Lançado há 34 anos nos Estados Unidos, “O carteiro chegou”, de Allan Ahlberg, se tornou sucesso mostrando a bem-humorada troca de correspondência entre personagens clássicos dos contos de fadas e a saga do carteiro que, entre uma xícara de chá e outra, entrega todas essas mensagens. Para alegria dos leitores, a história ganhou mais um episódio em “O Natal do carteiro”, em 1991, e agora outro, com “O carteiro encolheu!”. Dessa vez, ele não acorda muito bem, mas levanta da cama e segue para o trabalho… até ser atingido na cabeça pelo chocalho do bebê gigante! (Aliás, não são só os gigantes do primeiro livro que reaparecem nesta nova aventura…)

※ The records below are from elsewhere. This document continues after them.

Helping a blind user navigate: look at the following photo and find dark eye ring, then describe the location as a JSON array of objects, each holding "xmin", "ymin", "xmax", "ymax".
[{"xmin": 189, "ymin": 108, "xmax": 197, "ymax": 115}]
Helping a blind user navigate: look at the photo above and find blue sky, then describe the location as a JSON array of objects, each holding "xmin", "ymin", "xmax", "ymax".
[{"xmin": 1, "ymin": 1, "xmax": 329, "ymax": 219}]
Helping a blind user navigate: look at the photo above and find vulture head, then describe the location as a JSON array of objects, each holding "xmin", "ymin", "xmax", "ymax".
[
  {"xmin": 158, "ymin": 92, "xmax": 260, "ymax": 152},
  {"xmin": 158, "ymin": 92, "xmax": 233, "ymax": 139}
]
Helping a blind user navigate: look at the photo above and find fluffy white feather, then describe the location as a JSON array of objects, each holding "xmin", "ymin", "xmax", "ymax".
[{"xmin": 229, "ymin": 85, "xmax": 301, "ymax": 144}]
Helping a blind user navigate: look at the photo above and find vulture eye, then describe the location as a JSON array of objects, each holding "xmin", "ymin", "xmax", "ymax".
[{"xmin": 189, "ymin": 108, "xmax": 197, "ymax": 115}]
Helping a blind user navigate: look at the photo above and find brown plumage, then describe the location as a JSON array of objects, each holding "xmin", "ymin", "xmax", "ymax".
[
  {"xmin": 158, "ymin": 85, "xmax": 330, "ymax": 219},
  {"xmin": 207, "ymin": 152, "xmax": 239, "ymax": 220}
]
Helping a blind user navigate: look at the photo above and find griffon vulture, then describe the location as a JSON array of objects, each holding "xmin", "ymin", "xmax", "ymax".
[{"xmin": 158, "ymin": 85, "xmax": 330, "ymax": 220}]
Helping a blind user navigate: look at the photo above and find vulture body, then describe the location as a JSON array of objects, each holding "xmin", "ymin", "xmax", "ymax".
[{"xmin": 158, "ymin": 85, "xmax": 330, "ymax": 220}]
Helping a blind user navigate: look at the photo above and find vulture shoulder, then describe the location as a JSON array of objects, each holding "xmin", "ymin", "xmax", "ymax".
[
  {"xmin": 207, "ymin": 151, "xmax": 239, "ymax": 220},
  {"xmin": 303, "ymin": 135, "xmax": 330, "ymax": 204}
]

(Ilustração de "O carteiro encolheu!")

Mais de três décadas depois da primeira publicação, talvez pareça um tanto anacrônico lançar mais um livro infantil sobre cartas, para uma geração que já nasceu na era do WhatsApp, do 5G e do armazenamento em nuvem. Afinal, tirando os boletos e as multas de trânsito, envelopes selados parecem ter se tornado antiquados nesta pós-modernidade. “No passado, a carta continha a expressão do amor, normalmente contingenciado por grandes distâncias e longos intervalos de tempo. A carta - com papel, texto escrito, assinatura etc. era a materialidade possível”, explica semioticista Clotilde Perez, professora da Universidade de São Paulo (USP).

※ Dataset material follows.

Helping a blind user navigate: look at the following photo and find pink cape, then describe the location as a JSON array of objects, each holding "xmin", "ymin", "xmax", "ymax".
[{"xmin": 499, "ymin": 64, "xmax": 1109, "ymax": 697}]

Em outros tempos, as cartas atenuavam distâncias, trazendo notícias de quem estava longe. Davam segurança e credibilidade, graças a selos, sinetes, carimbos,  que transformaram-nas em documentos importantes no mundo dos negócios e do poder. Na literatura, serviam principalmente às narrativas dos romances. E em pleno século XXI, a que papel as cartas foram relegadas? 

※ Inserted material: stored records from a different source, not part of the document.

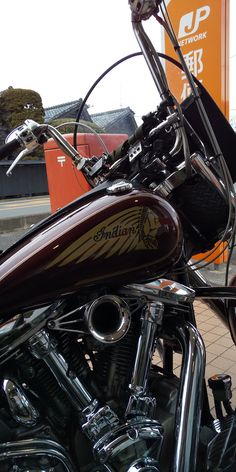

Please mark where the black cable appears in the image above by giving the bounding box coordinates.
[73,53,141,150]
[73,51,188,150]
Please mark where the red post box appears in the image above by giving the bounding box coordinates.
[44,133,127,212]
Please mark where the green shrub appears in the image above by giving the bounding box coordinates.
[0,87,44,130]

(Ilustração de "O carteiro encolheu!")

 

As cartas nos tempos modernos

Na contramão das comunicações tecnológicas – tão impalpáveis quanto instantâneas –, a troca de cartas voltou a conquistar adeptos como uma espécie de hobby, que curiosamente (ou paradoxalmente) se dissemina por grupos e clubes online. 

Um deles é o Envelope de Papel, que tem mais de 600 inscritos trocando correspondências. “As cartas, para mim, representam muito mais do que conversas através de um papel envolto em um envelope. Podem parecer ‘coisa de antigamente’, mas o conteúdo que possuem traz muito sobre a pessoa que as escreveu e também muito prazer e alegria para aqueles que vão recebê-las”, conta Mariana Loureiro, de 23 anos. Publicitária de formação, ela sempre gostou de escrever e se inspirou nos relatos do pai, que trocava correspondências com frequência nos anos 1990, para iniciar seu próprio grupo. “Ele trocava cartas com pessoas de várias nacionalidades e locais, isso me despertava a curiosidade de encontrar essas pessoas e também de criar meu próprio grupo de amigos "penpal" (nome dado às pessoas que trocam cartas), conta.

 

“As cartas guardam a estética tátil e até olfativa e o afeto da pessoalidade expressa na caligrafia e no estilo do texto, além de carregarem a afetividade da memória, uma vez que podem ser lidas e relidas” (Clotilde Perez, semioticista)

 

O Envelope de Papel funciona com listas de correspondentes. Após o cadastro, cada membro recebe um número de identificação. Os  endereços são divulgados uma vez por mês – e, para garantir a privacidade, os destinatários são identificados apenas pelo número. Há também uma parte do clube para trocas de cartas entre crianças de 7 a 14 anos. “Elas são cadastradas em uma lista de endereços que contempla somente essa faixa etária, isso garante que elas não entrarão em contato com adultos. Essa lista teen é entregue aos responsáveis cadastrados por e-mail”, explica Mariana. Embora o número de crianças inscritas, 39 no total, seja bem menor que o de jovens e adultos, a participação dos pequenos não é menos relevante. “As crianças são um público muito curioso para a Envelope de Papel,  porque pertencem a uma geração que não conhece nem o e-mail, quanto mais as cartas”, explica. 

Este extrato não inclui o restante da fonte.